Les souabes en quête d’espace débarquèrent dans la savane d’un plateau inhabité de la province de Shaba, et les jeunes hommes se sentirent tout de suite chez eux. L’aventure était double : ils étaient les nouveaux pionniers de l’astronautique, et ils étaient au milieu d’une vaste zone vierge, au potentiel illimité. L’Afrique, continent à la fois sauvage et berceau de l’humanité exerça une fascination sur Lutz Kayser et il y resta attaché pendant longtemps. Ils construisirent et arrangèrent tout ce dont ils avaient besoin: une piste d’atterrissage, une ligne aérienne, un pas de tir, un hangar, des cases d’habitation, une cantine, et au bout d’un an ils purent procéder à leur premier tir. Le 20 mai 1978 ils atteignirent une altitude de 30 km. Mais là, les ennuis commencèrent. L’Angola s’inquiéta, son allié soviétique fût alerté, et d’autre part les gouvernement allemands et surtout américains commencèrent à grogner. Ceux-ci firent pression sur les zaïrois pour que l’aventure cesse. Une campagne de dénigrement eut également lieu dans la presse de plusieurs pays ; on les accusa de travailler à des fins militaires. (Von Braun et Debus, avaient déjà retiré leur soutien dès le début de l’aventure zaïroise.) Après un tir manqué, Mobutu finit par interdire à l’OTRAG de continuer ses essais. La désillusion s’aggrava encore, lorsque très peu après, sept employés de la société moururent tragiquement lors d’une sortie en canot pneumatique sur un fleuve voisin, victime sans doute de rapides qu’ils avaient sous-estimés. Cet accident ne sera jamais totalement expliqué, et Lutz Kayser conservera un doute sur l’implication d’un service secret.

À la surprise générale, l’OTRAG continua ses activités en Libye, où Lutz Kayser avait noué (de manière assez surprenante) des relations avec Kadhafi. La société opéra à partir de 1981 sur une base de lancement dans une oasis au sud de Tripoli. Mais la Libye était à l’époque déjà un régime paria. Alors même que quelques tirs avaient réussi, les actionnaires se rebellèrent et Lutz Kayser fût obligé d’abandonner son poste de chef de l’OTRAG. Un nouveau coup dur pour la société se produisit quelques temps après, quand les Libyens, apparemment très intéressés par les possibles applications militaires de la technologie, saisirent tout le matériel. Moribonde et criblée de dettes (500 millions de Deutsche Mark), la société vivota jusqu’au dépôt de bilan en 1987. Libéré de son poste, et peu envieux de retourner en Allemagne, où sa réputation n’était pas envieuse, Lutz Kayser passa quelques années à Tripoli (Kadhafi lui ayant proposé, sans doute en dédommagement de ses déboires, un poste bien rémunéré à l’Université de la capitale).

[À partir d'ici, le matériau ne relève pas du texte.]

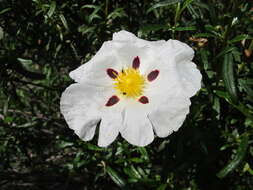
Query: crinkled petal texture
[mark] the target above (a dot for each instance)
(171, 79)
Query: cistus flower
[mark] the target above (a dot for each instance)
(133, 87)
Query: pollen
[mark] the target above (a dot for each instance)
(130, 83)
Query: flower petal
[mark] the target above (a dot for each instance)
(79, 105)
(170, 116)
(137, 128)
(95, 71)
(109, 128)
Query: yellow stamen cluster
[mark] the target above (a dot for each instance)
(130, 83)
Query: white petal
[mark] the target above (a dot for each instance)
(80, 107)
(109, 128)
(137, 128)
(170, 116)
(94, 71)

Plutôt lié à la CDU, le parti chrétien démocrate allemand, Kayser imputera l’échec de son aventure zaïroise à des manœuvres politiques fomentées par le SPD de Helmut Schmidt, qui était le chancelier au pouvoir dans les années 70. Plus tard, malgré ses efforts, il n’arriva plus jamais à réunir des fonds et à redémarrer une nouvelle société.

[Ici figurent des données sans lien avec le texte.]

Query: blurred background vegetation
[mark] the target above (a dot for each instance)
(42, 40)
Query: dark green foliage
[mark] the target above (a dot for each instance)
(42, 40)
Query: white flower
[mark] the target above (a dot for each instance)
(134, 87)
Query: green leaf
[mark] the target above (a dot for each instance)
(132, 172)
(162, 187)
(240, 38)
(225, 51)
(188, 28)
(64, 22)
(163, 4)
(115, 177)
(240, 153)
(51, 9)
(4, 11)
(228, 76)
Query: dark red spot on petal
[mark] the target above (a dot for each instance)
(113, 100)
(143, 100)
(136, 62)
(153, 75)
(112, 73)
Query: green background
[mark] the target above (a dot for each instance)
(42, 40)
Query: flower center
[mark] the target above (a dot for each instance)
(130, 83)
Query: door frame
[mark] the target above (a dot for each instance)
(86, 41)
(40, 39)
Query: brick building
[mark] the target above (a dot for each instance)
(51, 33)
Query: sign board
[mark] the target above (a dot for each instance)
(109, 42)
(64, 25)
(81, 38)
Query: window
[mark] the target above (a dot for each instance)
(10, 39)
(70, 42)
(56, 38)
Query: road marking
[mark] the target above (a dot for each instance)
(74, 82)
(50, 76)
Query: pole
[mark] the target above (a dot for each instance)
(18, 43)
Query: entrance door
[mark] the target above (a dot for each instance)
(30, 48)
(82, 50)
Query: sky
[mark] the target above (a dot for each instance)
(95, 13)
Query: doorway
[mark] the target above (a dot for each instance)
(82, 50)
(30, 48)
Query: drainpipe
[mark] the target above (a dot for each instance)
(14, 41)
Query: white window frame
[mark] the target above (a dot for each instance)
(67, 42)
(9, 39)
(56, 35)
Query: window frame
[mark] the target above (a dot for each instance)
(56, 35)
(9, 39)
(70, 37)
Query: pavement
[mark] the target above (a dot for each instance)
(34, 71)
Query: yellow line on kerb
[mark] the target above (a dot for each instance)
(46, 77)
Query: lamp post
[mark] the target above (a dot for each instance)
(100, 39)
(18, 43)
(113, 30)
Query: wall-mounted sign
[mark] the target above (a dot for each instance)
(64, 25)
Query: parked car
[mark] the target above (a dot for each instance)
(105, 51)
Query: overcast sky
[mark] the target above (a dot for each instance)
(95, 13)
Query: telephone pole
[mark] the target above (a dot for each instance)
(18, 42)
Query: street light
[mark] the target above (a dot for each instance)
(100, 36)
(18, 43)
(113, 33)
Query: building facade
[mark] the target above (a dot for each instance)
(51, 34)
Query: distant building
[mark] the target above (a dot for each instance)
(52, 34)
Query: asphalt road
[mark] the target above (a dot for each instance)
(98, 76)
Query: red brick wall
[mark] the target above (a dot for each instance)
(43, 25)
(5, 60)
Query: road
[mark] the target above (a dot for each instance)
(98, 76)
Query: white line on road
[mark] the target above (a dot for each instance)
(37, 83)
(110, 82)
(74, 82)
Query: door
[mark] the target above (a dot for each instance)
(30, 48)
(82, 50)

copie d’une page du prospectus de
l’OTRAG montrant la modularité du
concept

Le concept OTRAG fût repris par d’autres, mais jamais réalisé dans un vrai vol orbital. Les spécialistes s’accordent à dire qu’en l’absence de fusée réutilisable (SpaceX y travaille activement), c’est sans doute le concept le moins onéreux, puisqu’on remplace des éléments de grande taille, construits de manière « artisanale » en très petite série par des éléments fabriqués en grande série avec une technologie low-cost. Le concept d’origine avait malheureusement aussi deux inconvénients importants, qui étaient d’une part la faible performance du système de propulsion (dû à sa simplicité et aux propergols utilisés) et d’autre part le poids supérieur en structures qu’aurait eu une fusée faite d’un assemblage d’une multitude de petits éléments. La charge utile réelle d’un tel lanceur était probablement plus faible que ce que Lutz Kayser promettait à ses actionnaires.

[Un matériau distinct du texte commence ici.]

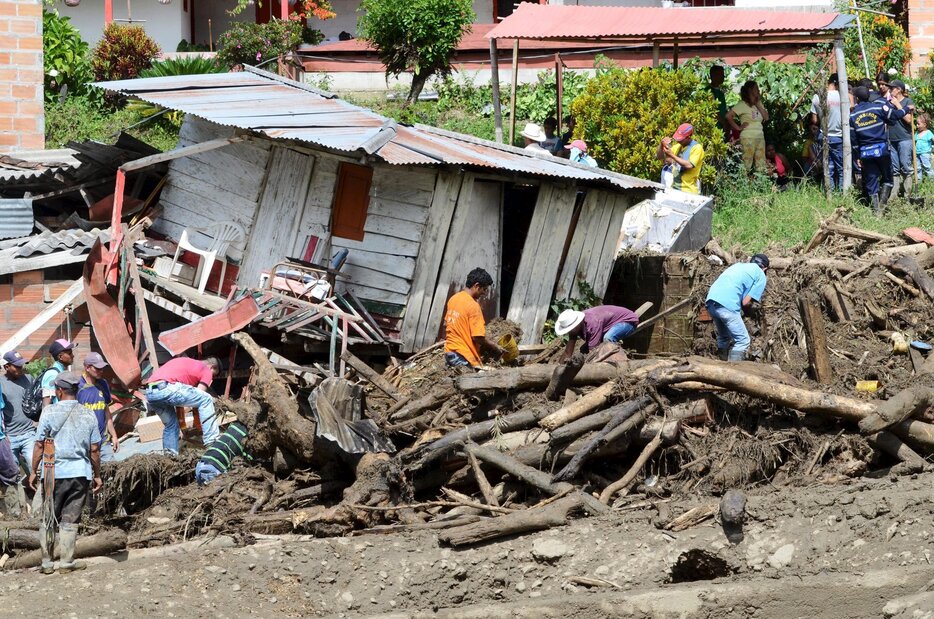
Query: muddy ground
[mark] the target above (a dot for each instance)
(851, 549)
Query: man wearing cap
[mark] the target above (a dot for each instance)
(900, 141)
(534, 136)
(731, 294)
(70, 430)
(63, 356)
(578, 154)
(683, 156)
(183, 382)
(603, 323)
(20, 429)
(94, 394)
(868, 121)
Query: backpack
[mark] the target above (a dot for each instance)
(32, 401)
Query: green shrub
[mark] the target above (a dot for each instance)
(123, 52)
(623, 114)
(66, 60)
(252, 44)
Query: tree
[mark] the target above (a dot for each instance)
(415, 35)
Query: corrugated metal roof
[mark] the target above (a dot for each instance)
(551, 21)
(16, 218)
(282, 109)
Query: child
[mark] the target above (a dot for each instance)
(924, 144)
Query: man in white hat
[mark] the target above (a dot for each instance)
(603, 323)
(534, 135)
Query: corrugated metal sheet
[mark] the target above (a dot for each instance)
(550, 21)
(16, 218)
(282, 109)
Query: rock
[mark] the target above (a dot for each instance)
(549, 549)
(733, 507)
(782, 557)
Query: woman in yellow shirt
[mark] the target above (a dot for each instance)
(747, 117)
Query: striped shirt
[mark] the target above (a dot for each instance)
(227, 447)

Le film « Fly, Rocket, Fly » passe sous silence les raisons qui ont pu porter les dirigeants de l’OTRAG à s’accoquiner avec des dictateurs mégalomanes. Il s’arrête avant le lamentable épilogue libyen. Lutz Kayser devait bien sûr obtenir une clause de non-responsabilité en cas d’accident, que seul un état pouvait donner, mais on peux se demander s’il ne valait vraiment pas la peine de chercher un peu plus longtemps, et un peu mieux. Il dira qu’il a sous-estimé les dimensions politiques de son projet, et donc les résistances qu’il allait déclencher. Ce projet était un produit de son temps : les années 70 étaient bourrées d’optimisme, et tout le monde pensait que les pays d’Afrique, bourrés de ressources et libérés par la décolonisation, allaient « décoller » de manière vertigineuse. On était loin d’imaginer la succession de crises économiques et de guerres civiles qui accablèrent ce continent, et qui continuent encore aujourd’hui.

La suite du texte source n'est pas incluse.